The stillness was absolute. New in her experience and disquieting. Her old room had always greeted her. Had been full at once with the sound and colour of her life.

This stillness was impermeable. Wrapped within it the rooms disowned her. Maliciously, now that they had her to themselves, they announced the fact behind the charms of the week of settling in. Bereavement. Not only of her self, left behind irrevocably in the old room, but also now that she surveyed it undisturbed by Miss Holland’s supporting presence, of the bright motley of her outside life. Everything had thinned, was going thinly forward without depth of background. Against these ancient rooms she was powerless.

If she were living alone in them? She imagined herself living alone in them, and at once the tide of her life began to rise and flow out and change them. They dropped their ancient preoccupations and turned friendly faces towards her, promising welfare.

But as long as she stayed in them accompanied they would acquire no depth. Their depth was the level of her relationship to Miss Holland. Without her she was lost in them, a moving form whose sounds impinged less surely upon their stillness than the sounds of the mice scampering over the attic floor.

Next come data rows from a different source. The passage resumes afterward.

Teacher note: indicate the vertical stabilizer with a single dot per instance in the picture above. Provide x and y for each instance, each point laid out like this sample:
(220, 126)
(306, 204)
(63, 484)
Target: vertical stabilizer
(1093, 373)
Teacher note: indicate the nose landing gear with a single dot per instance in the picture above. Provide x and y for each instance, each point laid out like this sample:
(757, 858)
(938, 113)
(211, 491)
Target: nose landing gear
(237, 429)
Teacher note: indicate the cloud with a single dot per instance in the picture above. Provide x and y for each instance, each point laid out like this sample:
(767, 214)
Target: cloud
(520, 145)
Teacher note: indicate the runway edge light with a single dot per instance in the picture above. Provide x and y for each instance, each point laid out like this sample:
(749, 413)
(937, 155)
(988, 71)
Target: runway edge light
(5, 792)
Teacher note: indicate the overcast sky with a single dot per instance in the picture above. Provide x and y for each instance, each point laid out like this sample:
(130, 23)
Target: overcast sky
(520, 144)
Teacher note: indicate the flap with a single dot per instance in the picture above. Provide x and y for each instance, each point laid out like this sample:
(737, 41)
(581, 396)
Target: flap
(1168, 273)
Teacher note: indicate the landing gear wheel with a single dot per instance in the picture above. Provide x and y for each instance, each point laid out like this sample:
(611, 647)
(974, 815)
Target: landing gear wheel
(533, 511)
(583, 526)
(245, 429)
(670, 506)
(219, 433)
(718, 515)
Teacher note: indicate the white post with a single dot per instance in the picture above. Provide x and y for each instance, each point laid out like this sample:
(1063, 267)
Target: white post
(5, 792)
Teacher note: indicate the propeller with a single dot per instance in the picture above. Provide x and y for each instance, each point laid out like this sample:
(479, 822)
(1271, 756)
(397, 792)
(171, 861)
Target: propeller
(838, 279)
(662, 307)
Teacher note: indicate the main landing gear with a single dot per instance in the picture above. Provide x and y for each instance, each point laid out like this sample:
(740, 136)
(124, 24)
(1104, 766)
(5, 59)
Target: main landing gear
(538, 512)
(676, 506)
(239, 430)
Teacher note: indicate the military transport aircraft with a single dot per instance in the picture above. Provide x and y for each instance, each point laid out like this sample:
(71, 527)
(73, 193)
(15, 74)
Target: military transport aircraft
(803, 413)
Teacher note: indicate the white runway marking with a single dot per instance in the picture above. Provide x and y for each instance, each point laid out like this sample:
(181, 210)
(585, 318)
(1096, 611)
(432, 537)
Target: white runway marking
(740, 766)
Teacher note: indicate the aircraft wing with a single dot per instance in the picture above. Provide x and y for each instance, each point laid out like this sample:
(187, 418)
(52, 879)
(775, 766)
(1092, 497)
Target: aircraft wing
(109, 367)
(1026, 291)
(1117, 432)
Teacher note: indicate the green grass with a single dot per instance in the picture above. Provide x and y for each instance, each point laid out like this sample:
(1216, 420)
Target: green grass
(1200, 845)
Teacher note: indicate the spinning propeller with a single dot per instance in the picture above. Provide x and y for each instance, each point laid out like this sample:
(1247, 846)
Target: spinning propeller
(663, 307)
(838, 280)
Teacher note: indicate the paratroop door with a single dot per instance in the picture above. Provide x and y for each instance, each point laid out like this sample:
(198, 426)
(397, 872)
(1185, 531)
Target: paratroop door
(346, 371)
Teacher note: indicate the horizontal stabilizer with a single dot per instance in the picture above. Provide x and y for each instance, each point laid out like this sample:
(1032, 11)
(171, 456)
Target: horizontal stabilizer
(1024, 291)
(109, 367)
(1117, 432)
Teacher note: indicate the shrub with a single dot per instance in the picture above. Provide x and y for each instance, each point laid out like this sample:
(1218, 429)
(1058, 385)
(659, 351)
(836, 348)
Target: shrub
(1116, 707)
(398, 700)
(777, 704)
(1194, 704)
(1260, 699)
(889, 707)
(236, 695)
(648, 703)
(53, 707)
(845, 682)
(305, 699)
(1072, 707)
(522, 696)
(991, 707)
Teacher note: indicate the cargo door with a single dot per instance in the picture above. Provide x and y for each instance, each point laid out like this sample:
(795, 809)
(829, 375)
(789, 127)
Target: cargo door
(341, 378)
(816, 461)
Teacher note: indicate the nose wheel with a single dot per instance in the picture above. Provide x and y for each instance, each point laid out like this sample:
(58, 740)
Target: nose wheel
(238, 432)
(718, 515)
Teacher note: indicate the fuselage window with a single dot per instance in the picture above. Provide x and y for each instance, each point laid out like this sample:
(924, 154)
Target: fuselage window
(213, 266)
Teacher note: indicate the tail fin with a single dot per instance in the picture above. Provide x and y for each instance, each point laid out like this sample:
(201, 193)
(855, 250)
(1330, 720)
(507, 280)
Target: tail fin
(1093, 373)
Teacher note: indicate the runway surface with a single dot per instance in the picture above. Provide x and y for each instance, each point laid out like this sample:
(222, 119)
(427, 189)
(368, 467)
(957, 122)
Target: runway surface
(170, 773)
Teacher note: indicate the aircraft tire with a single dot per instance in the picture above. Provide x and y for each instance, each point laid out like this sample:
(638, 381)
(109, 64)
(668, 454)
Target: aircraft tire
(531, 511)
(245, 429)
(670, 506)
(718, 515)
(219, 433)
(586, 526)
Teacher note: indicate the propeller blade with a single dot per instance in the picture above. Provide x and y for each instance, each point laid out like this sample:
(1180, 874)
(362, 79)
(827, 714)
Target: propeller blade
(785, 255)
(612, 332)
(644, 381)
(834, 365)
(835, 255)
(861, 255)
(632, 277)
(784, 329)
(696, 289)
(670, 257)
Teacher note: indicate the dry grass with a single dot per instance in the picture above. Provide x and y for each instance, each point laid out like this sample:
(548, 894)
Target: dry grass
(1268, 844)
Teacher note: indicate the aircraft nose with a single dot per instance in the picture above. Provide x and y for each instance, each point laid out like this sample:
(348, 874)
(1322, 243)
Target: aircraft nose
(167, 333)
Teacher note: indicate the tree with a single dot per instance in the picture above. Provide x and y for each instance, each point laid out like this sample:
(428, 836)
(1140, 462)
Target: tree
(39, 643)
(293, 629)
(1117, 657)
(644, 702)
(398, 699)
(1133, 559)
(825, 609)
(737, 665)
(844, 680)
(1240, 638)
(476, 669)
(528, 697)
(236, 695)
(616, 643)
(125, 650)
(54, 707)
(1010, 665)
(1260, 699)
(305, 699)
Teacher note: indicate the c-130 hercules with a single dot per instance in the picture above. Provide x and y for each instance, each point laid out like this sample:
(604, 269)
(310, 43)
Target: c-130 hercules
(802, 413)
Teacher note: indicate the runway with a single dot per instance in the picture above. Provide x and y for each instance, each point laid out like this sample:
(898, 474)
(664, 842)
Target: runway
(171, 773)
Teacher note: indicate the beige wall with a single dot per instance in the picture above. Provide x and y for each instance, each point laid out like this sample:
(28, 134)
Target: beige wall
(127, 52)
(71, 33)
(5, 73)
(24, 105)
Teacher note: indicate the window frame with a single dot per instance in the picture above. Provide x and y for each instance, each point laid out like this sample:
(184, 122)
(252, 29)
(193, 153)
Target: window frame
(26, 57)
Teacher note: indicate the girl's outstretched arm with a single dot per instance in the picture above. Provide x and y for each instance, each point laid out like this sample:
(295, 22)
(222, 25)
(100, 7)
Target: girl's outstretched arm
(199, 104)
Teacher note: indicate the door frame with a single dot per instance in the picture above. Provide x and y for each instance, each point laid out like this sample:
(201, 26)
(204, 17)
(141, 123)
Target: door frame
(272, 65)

All through the week in coming home late each evening to the certainty of talk, to hurried sleep in the orderliness created by Miss Holland, there had been a glad sense of life renewed. New, exciting life, bringing at first the surprise of an escape homeward that had left the London years unreal; a tale told busily day by day to drown the voices calling her home. That first sense of home-coming had vanished, lost among the entertainments of unfamiliar ways of living. But it had been at work all the week. All the week, serving as space for continuous talk, the rooms had been changing, growing larger, expanding together with the life lived there, a wealth falling into her hands too swiftly for counting.

Apart from that life they were nothing. They stood defined, mean and dismal, crushing her. And for these mean and dismal rooms, set above a thick ascending darkness where other lives were hemmed and crushed, she had sacrificed the spacious house with its unexplored distances and its perpetual familiar strangeness.

And haunting each room, as in solitude she surveyed it, was the mocking image of Sheffield.